Por exemplo, um estudo publicado em 2019 na revista científica Molecules sugere que o vinho tinto, devido à grande variedade de compostos polifenólicos que contém, está associado a um menor risco de doença cardíaca coronária.

Mas em janeiro deste ano a Federação Mundial do Coração publicou uma revisão de pesquisa mostrando que o álcool definitivamente não é bom para a saúde cardiovascular.

 

“É verdade que existem estudos que relacionam o consumo de álcool a possíveis benefícios para a saúde, com resultados controversos e inconclusivos, mas não podemos esquecer que muitos outros estudos mostram claramente que é uma substância com muitos efeitos nocivos, mesmo em doses baixas”, explica Miguel Marcos Martín, investigador do Instituto de Pesquisas Biomédicas de Salamanca.

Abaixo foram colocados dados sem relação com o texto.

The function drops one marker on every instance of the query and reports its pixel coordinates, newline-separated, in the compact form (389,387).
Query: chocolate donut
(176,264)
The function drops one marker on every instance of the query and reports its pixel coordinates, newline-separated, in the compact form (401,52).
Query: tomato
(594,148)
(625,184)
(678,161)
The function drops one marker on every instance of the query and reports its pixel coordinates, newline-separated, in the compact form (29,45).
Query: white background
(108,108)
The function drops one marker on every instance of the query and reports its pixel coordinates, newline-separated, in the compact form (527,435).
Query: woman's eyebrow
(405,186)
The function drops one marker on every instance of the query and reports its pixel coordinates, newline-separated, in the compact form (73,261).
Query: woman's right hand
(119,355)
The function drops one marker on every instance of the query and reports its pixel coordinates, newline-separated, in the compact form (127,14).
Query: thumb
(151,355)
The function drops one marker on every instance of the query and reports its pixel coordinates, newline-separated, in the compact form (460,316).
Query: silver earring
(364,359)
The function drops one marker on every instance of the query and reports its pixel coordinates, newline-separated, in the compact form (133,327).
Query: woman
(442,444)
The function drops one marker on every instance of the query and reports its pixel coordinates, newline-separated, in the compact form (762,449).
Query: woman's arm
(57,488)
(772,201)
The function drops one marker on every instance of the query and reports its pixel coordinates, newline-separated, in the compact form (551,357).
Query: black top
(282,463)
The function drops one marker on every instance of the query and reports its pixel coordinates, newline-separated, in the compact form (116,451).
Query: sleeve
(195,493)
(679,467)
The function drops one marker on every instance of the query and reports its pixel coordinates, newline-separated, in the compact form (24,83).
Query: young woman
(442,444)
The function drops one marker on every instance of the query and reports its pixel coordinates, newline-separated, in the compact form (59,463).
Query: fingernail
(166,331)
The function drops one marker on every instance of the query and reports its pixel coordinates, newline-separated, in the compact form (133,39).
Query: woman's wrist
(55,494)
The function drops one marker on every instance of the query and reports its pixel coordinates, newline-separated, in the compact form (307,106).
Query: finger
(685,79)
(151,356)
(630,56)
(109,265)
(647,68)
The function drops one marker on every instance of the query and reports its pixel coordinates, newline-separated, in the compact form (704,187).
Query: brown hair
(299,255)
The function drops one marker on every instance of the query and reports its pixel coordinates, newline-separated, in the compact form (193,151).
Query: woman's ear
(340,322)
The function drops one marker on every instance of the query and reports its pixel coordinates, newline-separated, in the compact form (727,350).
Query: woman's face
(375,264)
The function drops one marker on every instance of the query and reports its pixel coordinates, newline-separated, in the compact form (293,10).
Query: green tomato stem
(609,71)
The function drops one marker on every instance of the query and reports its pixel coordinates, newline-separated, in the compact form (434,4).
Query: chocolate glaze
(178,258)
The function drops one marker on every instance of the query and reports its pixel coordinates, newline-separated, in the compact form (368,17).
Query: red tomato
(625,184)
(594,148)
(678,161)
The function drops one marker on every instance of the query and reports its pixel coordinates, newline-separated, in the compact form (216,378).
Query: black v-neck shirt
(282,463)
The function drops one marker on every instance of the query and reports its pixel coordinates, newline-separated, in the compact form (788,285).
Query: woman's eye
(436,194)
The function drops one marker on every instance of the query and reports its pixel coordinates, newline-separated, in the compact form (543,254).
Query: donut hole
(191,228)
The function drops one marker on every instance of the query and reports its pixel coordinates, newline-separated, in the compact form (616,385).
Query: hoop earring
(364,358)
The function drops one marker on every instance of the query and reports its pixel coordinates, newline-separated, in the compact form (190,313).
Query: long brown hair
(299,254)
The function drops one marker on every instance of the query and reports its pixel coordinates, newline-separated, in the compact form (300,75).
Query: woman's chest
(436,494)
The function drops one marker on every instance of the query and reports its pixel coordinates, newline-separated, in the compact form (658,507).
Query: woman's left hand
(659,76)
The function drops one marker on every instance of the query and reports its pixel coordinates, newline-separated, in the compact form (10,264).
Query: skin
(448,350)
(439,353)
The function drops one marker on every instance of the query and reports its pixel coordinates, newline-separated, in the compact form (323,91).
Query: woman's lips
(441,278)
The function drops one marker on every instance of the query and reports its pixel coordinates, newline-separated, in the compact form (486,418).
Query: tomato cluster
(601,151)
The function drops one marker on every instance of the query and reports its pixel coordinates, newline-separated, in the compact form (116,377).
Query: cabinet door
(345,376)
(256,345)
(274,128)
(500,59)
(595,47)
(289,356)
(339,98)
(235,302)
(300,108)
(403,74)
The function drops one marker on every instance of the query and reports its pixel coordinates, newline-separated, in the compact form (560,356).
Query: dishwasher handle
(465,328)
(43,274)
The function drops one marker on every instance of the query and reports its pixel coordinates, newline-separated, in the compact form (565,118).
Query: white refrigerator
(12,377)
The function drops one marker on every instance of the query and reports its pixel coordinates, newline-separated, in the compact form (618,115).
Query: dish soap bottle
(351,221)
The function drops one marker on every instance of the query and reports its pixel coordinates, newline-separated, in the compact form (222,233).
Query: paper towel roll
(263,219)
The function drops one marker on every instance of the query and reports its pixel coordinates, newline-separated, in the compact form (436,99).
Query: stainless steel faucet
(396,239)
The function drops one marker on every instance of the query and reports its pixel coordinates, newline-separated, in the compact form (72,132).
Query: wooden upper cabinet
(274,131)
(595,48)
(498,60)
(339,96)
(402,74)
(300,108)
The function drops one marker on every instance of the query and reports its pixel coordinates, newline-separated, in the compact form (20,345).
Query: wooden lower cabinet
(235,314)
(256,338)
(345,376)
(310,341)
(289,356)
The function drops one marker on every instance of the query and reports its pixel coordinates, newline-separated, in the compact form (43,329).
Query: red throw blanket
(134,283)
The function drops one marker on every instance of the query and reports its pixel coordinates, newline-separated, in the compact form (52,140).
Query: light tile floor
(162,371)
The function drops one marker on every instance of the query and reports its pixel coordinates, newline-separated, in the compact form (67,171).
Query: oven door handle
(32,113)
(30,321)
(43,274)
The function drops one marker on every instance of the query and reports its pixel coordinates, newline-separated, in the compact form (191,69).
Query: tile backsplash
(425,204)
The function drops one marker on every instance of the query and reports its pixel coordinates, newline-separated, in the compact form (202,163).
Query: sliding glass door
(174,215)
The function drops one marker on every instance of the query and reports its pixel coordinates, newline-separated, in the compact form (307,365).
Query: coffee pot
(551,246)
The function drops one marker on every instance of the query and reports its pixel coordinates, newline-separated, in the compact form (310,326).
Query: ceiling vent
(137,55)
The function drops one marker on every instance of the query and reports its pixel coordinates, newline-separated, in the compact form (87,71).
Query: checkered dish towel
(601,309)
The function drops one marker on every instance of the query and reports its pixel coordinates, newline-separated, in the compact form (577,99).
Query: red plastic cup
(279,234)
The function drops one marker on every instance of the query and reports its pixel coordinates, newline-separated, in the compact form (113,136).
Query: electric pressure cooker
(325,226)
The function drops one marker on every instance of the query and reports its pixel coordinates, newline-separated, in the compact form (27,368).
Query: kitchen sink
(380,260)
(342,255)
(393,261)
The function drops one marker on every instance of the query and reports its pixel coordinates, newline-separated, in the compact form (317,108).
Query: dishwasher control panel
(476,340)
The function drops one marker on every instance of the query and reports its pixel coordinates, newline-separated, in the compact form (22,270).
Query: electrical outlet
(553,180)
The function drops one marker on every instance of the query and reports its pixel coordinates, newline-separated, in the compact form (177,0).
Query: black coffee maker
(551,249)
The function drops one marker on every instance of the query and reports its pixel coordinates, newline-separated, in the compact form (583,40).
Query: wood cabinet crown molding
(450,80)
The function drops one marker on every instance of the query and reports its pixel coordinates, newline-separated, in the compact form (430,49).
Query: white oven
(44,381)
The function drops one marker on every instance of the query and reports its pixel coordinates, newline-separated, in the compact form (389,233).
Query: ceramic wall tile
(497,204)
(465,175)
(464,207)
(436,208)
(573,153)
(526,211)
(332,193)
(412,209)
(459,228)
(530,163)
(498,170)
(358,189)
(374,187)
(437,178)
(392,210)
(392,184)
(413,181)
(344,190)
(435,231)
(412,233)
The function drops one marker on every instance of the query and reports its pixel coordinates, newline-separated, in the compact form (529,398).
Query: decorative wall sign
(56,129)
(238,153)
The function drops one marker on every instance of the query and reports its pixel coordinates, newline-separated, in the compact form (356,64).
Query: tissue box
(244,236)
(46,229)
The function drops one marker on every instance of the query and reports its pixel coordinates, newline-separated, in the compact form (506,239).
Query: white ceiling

“Por todas essas razões, neste momento o consumo de qualquer quantidade de álcool ou tipo de bebida não pode ser recomendado por motivos de saúde.”

Martín afirma que a mensagem de que o vinho tinto tem “efeitos protetores” para o coração “é um conselho que, em primeiro lugar, não está claramente baseado em evidências científicas porque não foi provado conclusivamente que assim seja” .

“Por outro lado, mesmo sendo verdade que o vinho tem um efeito protetor contra algumas doenças, não podemos esquecer os efeitos colaterais que produz. As bebidas alcoólicas causam dependência, cirrose hepática, pancreatite, etc.”

O argumento para os supostos efeitos protetores do vinho na saúde cardiovascular é baseado no resveratrol, que faz parte de um grupo de compostos chamados polifenóis. Acredita-se que estes atuem como antioxidantes, protegendo o corpo contra danos celulares que podem aumentar o risco de doenças como o cancro e doenças cardiovasculares.

Mas, como explica o médico do Hospital Universitário de Salamanca, seriam necessárias quantidades muito maiores desse composto do que as encontradas nas doses de vinho para se conseguir esses efeitos na saúde.

“O potencial efeito positivo do vinho é atribuído tanto à própria molécula de etanol quanto ao resveratrol e outras substâncias antioxidantes. Não está comprovado, no entanto, que a administração dessas substâncias separadamente tenha um efeito positivo na saúde a longo prazo, por isso é ainda menos claro que sua ingestão, nas pequenas quantidades contidas no vinho, possa ser benéfica para a saúde”, explica.

Muitas pessoas tendem a pensar que o álcool causa mais danos à saúde quando consumido em excesso. Mas, na realidade, mesmo o consumo moderado, como um copo de vinho todos os dias, pode ter um impacto negativo no corpo.

“O consumo de álcool em pequenas doses (por exemplo, um copo de vinho ou uma cerveja) está associado a um pequeno aumento do risco de desenvolver tumores (por exemplo, tumores de cabeça e pescoço, mama ou cólon), assim como fibrilação atrial (uma arritmia muito comum)”, diz Martín.